Metrics¶

aix360.metrics.local_metrics.faithfulness_metric(model, x, coefs, base)¶

This metric evaluates the correlation between the importance assigned by the interpretability algorithm to attributes and the effect of each of the attributes on the performance of the predictive model. The higher the importance, the higher should be the effect, and vice versa, The metric evaluates this by incrementally removing each of the attributes deemed important by the interpretability metric, and evaluating the effect on the performance, and then calculating the correlation between the weights (importance) of the attributes and corresponding model performance. [1]

References

[1]	David Alvarez Melis and Tommi Jaakkola. Towards robust interpretability with self-explaining neural networks. In S. Bengio, H. Wallach, H. Larochelle, K. Grauman, N. Cesa-Bianchi, and R. Garnett, editors, Advances in Neural Information Processing Systems 31, pages 7775-7784. 2018.

Parameters:	model – Trained classifier, such as a ScikitClassifier that implements a predict() and a predict_proba() methods. x (numpy.ndarray) – row of data. coefs (numpy.ndarray) – coefficients (weights) corresponding to attribute importance. base ((numpy.ndarray) – base (default) values of attributes
Returns:	correlation between attribute importance weights and corresponding effect on classifier.
Return type:	float

aix360.metrics.local_metrics.monotonicity_metric(model, x, coefs, base)¶

This metric measures the effect of individual features on model performance by evaluating the effect on model performance of incrementally adding each attribute in order of increasing importance. As each feature is added, the performance of the model should correspondingly increase, thereby resulting in monotonically increasing model performance. [2]

References

[2]	Ronny Luss, Pin-Yu Chen, Amit Dhurandhar, Prasanna Sattigeri, Karthikeyan Shanmugam, and Chun-Chen Tu. Generating Contrastive Explanations with Monotonic Attribute Functions.

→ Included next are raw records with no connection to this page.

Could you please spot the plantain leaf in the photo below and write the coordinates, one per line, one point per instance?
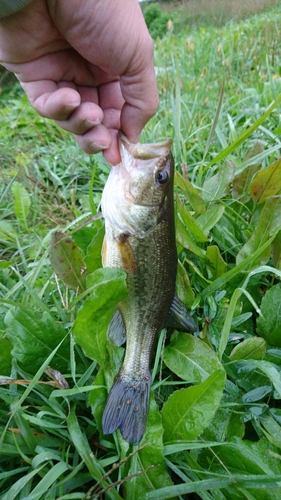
(216, 264)
(185, 239)
(210, 218)
(190, 223)
(268, 223)
(190, 358)
(108, 288)
(34, 337)
(276, 251)
(188, 411)
(251, 348)
(21, 202)
(269, 324)
(191, 193)
(266, 183)
(216, 187)
(67, 262)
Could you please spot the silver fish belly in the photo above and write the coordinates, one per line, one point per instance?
(138, 208)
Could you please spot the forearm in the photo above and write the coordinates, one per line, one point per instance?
(8, 7)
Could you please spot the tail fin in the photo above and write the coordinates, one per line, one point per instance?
(127, 407)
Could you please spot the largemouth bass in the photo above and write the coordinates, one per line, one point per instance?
(138, 208)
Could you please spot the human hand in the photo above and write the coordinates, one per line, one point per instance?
(87, 65)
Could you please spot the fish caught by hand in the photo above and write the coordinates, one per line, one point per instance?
(138, 208)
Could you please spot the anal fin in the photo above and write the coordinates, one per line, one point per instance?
(116, 331)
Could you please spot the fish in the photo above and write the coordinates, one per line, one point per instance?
(138, 208)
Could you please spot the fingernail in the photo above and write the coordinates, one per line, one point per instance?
(91, 123)
(97, 147)
(69, 106)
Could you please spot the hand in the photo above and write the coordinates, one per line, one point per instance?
(87, 65)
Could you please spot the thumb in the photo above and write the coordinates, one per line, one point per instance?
(140, 93)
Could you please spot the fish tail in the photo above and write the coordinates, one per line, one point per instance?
(127, 407)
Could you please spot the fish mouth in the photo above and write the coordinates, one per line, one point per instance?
(130, 152)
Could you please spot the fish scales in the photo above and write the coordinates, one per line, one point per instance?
(138, 208)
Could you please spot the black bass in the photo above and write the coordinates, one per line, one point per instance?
(138, 208)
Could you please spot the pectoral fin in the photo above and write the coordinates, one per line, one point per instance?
(127, 255)
(116, 332)
(104, 252)
(179, 317)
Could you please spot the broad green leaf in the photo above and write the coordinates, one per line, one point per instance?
(183, 288)
(216, 187)
(84, 236)
(191, 193)
(271, 429)
(190, 358)
(229, 275)
(266, 183)
(18, 486)
(21, 202)
(190, 223)
(151, 455)
(5, 357)
(242, 180)
(34, 336)
(108, 288)
(66, 261)
(251, 348)
(185, 239)
(227, 422)
(210, 218)
(188, 411)
(270, 371)
(93, 257)
(104, 381)
(216, 264)
(269, 324)
(268, 223)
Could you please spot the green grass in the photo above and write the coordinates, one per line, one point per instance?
(214, 423)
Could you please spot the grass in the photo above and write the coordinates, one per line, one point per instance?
(216, 12)
(214, 424)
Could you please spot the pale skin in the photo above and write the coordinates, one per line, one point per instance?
(86, 64)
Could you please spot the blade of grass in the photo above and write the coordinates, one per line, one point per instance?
(227, 151)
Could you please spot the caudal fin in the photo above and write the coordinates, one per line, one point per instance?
(127, 407)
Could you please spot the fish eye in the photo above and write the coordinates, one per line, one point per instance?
(162, 177)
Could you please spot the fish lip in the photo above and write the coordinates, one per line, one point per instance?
(140, 151)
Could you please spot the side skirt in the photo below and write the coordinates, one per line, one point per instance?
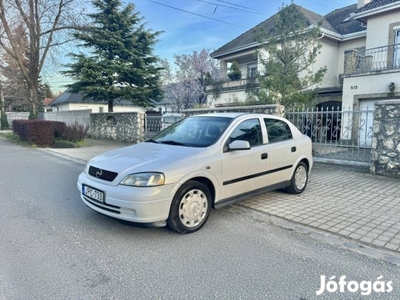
(244, 196)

CoRR abs/1905.13565. 2019.

Parameters:	model – Trained classifier, such as a ScikitClassifier that implements a predict() and a predict_proba() methods. x (numpy.ndarray) – row of data. coefs (numpy.ndarray) – coefficients (weights) corresponding to attribute importance. base ((numpy.ndarray) – base (default) values of attributes
Returns:	True if the relationship is monotonic.
Return type:	bool